Where Bosnia was once a multi-cultural haven, it was then a horror-show of people poisoning and ratting out their former neighbours and looting each other’s homes. We lost most of our belongings during this time — we saved some clothing, my mother’s vintage skis, and some of my father’s vinyls — all evidence of a life that only survives in memory.
My mother and I left Sarajevo in the back of an army convoy in the dead of the night. We went to Croatia, where my father joined us, and then to Germany. My parents taught me how to read in Frankfurt — not because I was especially bright but because they were bored and anxious of their future and I was their only light. In 1996, we were sponsored to come to Canada thanks to an Edmonton-based couple who had met my mother 10 years earlier in Germany, while they were all AISEC students.

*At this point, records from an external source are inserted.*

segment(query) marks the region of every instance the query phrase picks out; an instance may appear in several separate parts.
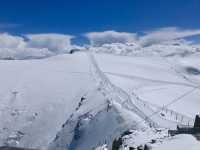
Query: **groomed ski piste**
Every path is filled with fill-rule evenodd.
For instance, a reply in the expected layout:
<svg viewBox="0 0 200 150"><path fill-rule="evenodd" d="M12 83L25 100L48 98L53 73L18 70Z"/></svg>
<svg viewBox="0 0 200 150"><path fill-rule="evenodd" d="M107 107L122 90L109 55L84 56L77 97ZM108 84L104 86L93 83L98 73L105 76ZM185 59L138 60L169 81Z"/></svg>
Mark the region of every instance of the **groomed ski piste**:
<svg viewBox="0 0 200 150"><path fill-rule="evenodd" d="M146 64L141 63L144 60ZM183 66L193 62L189 57L184 60ZM159 141L154 149L181 140L198 147L191 136L173 140L167 135L167 129L177 125L192 126L199 110L199 78L181 70L179 61L174 64L177 70L163 65L167 61L93 52L1 60L0 144L111 149L114 139L130 130L122 149L154 139ZM192 109L186 110L186 105Z"/></svg>

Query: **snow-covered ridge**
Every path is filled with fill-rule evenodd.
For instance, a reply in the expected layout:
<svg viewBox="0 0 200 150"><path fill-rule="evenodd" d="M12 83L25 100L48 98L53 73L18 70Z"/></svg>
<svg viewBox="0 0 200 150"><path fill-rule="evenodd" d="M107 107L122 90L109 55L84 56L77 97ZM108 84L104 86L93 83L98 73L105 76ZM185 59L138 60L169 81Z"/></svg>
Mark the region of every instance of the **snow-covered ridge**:
<svg viewBox="0 0 200 150"><path fill-rule="evenodd" d="M184 42L159 43L148 46L141 46L137 43L111 43L101 46L90 47L91 51L98 53L110 53L115 55L128 56L188 56L199 55L200 47Z"/></svg>

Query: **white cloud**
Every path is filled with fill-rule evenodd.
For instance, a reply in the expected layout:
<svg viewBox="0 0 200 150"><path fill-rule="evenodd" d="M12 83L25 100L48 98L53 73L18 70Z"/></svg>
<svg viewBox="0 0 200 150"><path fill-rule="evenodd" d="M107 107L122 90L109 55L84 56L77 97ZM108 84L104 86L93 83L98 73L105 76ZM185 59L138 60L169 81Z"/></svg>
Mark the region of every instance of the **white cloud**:
<svg viewBox="0 0 200 150"><path fill-rule="evenodd" d="M71 46L73 36L64 34L29 34L27 35L28 47L48 48L53 52L66 51Z"/></svg>
<svg viewBox="0 0 200 150"><path fill-rule="evenodd" d="M160 28L147 32L144 36L139 38L139 43L141 45L151 45L199 34L200 30L184 30L177 27Z"/></svg>
<svg viewBox="0 0 200 150"><path fill-rule="evenodd" d="M25 35L26 36L26 35ZM0 59L43 58L68 52L72 36L63 34L34 34L22 36L0 34Z"/></svg>
<svg viewBox="0 0 200 150"><path fill-rule="evenodd" d="M0 48L21 48L26 45L24 39L7 33L0 34Z"/></svg>
<svg viewBox="0 0 200 150"><path fill-rule="evenodd" d="M116 31L90 32L86 33L85 36L90 40L93 46L101 46L110 43L135 42L137 38L134 33Z"/></svg>

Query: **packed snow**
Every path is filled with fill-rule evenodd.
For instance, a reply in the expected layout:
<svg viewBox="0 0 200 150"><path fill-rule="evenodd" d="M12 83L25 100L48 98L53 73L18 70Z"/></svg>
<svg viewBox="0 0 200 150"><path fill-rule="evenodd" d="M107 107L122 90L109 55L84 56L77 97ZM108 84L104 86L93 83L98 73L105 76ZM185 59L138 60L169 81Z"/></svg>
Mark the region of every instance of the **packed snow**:
<svg viewBox="0 0 200 150"><path fill-rule="evenodd" d="M121 137L122 150L199 150L191 135L167 133L199 113L198 45L144 47L127 35L127 43L76 47L65 43L71 36L3 36L14 46L0 50L0 146L107 150Z"/></svg>

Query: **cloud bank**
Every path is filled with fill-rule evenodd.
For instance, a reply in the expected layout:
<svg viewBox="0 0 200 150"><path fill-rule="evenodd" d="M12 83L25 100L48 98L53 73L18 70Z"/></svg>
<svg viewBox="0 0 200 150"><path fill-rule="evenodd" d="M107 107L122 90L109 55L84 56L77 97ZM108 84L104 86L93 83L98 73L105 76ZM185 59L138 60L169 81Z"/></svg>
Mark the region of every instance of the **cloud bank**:
<svg viewBox="0 0 200 150"><path fill-rule="evenodd" d="M29 34L27 46L34 48L47 48L52 52L67 51L71 46L71 35L63 34Z"/></svg>
<svg viewBox="0 0 200 150"><path fill-rule="evenodd" d="M26 38L26 40L25 40ZM0 34L0 59L43 58L58 53L67 53L73 46L70 35L30 34L14 36Z"/></svg>
<svg viewBox="0 0 200 150"><path fill-rule="evenodd" d="M135 33L116 31L90 32L86 33L85 36L93 46L101 46L103 44L111 43L135 42L137 38Z"/></svg>
<svg viewBox="0 0 200 150"><path fill-rule="evenodd" d="M118 54L132 54L133 51L140 53L140 50L146 47L154 51L166 51L169 47L179 51L183 51L186 47L191 50L191 43L185 38L195 35L200 35L200 30L185 30L177 27L159 28L145 32L143 35L117 31L84 34L93 49ZM74 38L72 35L56 33L23 36L0 33L0 59L43 58L68 53L74 48L84 49L73 45L72 38ZM182 45L181 49L180 45Z"/></svg>

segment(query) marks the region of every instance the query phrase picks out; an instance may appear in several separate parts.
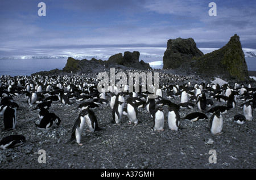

We did not come to Canada instantly — it took a year of interviews, medical tests, and proof of identity before our journey could even begin, but our arrival in Edmonton was the luckiest break in my family’s history. Although traumatized and already in debt to the Canadian government, we were finally home. And finally at peace.
Those who share anti-refugee sentiment lack an understanding of how horrific the process of escaping a war-zone truly is to everyday people. Like many Sarajevans, my parents didn’t think the war would actually happen. They believed their city to be cosmopolitan and cultured, so when rumours became reality, it was as if their entire universe had been turned upside down.
At the end of the day, my parents are simply people who did everything they could to save themselves and their only daughter from a miserable and uncertain life. When I think about it, I could have easily been one of the slain children memorialized in a little red chair, but again, I was lucky.
With a lack of understanding comes xenophobia, and with that, now more frequently than ever, islamophobia. Although my family is not Muslim, we are unequivocally Bosnian, and Bosnia has deep and beautiful ties with Ottoman Islamic traditions. My father describes the call the prayer as the sound of his childhood, and my mother remembers celebrating both Eid and Christmas with her friends while growing up. It is this unique culture which raised me, and I will always be proud of it.
Yes, it is easy to be frightened, or even angry at times of global terror, but I urge you to extend a hand to the refugees and migrants arriving from the Middle East to Canada. Think of them as you would think of me, a wide eyed little girl who cried tears of joy when her third grade teacher baked her a cake the day she officially became a Canadian citizen. We are one and the same.